By Hugh Williams FRCS FRCOphth, Honorary Consultant Surgeon, Moorfields Eye Hospital, London.
Little did the New York dentist realise, when he cleaned his patient’s teeth with ultrasound, that it would change forever the world’s most commonly performed operation. The patient was Dr Charles Kelman. The operation was that of cataract removal. The rest is medical history.

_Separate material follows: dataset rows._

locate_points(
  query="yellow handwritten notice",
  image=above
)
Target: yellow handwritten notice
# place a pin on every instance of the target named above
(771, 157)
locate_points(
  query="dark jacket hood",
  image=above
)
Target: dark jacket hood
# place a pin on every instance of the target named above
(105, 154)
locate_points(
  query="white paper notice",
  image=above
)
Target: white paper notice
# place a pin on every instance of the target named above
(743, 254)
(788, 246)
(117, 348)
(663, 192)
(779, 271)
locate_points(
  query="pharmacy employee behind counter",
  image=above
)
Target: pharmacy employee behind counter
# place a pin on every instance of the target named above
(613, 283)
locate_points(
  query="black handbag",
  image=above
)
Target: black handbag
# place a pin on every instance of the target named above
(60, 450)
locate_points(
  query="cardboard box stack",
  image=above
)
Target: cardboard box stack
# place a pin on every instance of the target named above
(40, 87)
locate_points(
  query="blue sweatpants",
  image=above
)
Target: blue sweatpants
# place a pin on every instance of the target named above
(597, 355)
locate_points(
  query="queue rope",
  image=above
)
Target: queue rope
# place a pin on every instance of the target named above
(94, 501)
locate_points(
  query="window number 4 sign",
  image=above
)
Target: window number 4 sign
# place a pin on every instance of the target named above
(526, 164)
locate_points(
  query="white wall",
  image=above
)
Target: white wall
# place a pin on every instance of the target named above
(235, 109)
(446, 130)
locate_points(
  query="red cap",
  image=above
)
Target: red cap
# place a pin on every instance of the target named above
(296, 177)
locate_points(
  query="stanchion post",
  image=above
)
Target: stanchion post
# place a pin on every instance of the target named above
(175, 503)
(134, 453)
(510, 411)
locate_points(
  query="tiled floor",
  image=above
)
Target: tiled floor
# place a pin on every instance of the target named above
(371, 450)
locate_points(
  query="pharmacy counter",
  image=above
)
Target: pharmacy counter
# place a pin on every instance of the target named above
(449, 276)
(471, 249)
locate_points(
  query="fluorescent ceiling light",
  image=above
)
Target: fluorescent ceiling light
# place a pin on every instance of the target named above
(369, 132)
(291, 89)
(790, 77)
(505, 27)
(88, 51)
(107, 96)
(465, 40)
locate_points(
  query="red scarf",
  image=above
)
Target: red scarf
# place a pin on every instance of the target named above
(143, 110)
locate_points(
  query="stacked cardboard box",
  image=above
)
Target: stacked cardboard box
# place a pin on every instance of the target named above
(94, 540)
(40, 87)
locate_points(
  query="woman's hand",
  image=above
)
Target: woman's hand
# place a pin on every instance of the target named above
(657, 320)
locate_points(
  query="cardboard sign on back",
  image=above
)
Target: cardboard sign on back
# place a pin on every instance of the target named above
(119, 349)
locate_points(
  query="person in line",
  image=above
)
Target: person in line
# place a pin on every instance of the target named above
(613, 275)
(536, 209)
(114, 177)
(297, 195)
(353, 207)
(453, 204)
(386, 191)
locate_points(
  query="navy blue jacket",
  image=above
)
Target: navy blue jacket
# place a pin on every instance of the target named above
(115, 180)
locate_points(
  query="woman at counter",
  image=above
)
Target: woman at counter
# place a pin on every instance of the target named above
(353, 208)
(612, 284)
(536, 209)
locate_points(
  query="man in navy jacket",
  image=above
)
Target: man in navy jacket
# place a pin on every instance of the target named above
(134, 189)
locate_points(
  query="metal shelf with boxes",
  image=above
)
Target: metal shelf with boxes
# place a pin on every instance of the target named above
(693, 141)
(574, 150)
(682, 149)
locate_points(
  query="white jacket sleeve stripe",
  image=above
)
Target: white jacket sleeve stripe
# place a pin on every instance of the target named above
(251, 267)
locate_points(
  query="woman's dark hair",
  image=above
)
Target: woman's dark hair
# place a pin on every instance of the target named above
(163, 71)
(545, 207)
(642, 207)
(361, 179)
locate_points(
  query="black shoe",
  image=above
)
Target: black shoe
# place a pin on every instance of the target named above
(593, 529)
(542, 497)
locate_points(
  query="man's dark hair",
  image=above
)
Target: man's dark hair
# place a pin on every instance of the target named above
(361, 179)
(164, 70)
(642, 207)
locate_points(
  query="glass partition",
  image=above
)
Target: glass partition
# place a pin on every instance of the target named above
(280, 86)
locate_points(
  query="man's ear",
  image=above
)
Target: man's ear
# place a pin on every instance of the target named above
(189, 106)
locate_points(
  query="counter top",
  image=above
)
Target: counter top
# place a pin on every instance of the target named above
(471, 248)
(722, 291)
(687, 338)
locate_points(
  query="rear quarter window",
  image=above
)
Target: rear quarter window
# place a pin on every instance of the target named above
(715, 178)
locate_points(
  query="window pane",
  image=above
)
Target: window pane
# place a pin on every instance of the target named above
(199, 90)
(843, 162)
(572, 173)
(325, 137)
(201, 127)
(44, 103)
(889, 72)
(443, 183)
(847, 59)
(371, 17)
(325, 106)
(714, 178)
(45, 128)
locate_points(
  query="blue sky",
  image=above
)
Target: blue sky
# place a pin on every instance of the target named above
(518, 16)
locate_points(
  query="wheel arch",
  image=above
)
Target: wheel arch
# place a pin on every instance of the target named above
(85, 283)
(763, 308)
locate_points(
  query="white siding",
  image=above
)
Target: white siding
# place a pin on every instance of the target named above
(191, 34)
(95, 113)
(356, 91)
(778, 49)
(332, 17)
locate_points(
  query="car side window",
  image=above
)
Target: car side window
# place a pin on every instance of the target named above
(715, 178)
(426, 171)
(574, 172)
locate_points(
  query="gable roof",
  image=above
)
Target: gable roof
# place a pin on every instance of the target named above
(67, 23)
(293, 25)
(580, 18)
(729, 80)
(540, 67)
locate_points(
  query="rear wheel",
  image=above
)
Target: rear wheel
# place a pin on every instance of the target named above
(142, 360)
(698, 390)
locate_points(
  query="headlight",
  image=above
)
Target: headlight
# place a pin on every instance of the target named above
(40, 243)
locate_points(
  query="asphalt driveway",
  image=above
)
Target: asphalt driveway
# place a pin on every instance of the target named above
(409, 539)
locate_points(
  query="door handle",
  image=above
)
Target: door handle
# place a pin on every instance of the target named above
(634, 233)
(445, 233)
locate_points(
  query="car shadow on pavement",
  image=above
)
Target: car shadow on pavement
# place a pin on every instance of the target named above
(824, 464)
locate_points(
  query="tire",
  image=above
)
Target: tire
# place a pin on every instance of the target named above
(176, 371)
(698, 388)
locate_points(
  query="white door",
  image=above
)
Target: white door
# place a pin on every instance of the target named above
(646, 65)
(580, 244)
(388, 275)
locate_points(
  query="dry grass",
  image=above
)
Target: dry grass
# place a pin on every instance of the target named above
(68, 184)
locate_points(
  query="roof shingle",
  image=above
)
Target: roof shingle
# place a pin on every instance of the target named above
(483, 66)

Medical history – even ophthalmic – can be time consuming to locate and to read. To do this, there is little enough time for undergraduates, let alone busy clinicians. There are now three ophthalmic medical documentaries to dip into on to Royal College of Ophthalmologists website www.rcophth.ac.uk/about/rcophth/museum
Casanova and the Spitfire Pilots is a unique account of the invention and development of the intraocular lens and cataract surgery. Many young ophthalmologists today will open a box and insert the appropriate lens without ever knowing of the tens of thousands of patients whose eyesight was damaged during the early years of implant development. Casanova’s observations of intraocular lenses could be linked to their use about 200 years before Harold Ridley and the link between ocular wounds sustained in aerial warfare by Battle of Britain pilots is well known.
The second film The Olympian Ophthalmologist is a biopic of Henry Stallard. The Olympian part of the title refers to his 1924 Olympic medal. This was, surprisingly, portrayed in the epic film Chariots of Fire. The ophthalmologist part understates, enormously, his dedicated achievements as a scientist, writer, teacher, artist, decorated WWII medical officer and his recognition as a world renowned authority on retinoblastoma. Seen, with affectionate good humour, is the extant footage of Stallard at his Moorfields retirement dinner.
Turning a Blind Eye is a story about strabismus. There is no didactic surgery. Rather we encounter a plethora of strabismic links with a lighthouse, medieval churches, Kings and Presidents and charlatans, a Lancaster bomber, Bach and Handel, film stars and poisons. A Victorian drawing room toy leads us to the evolution of a whole new ophthalmic profession – orthoptics. The film explores the basic visual pathways involved in stereopsis, starting with the ophthalmotrope (pictured), and the sequelae of their disturbance – namely the ocular deviation of the sufferer and its social unacceptability in the eye of the beholder. I hope the viewer will find these documentaries surprising in content and not only educational but also entertaining.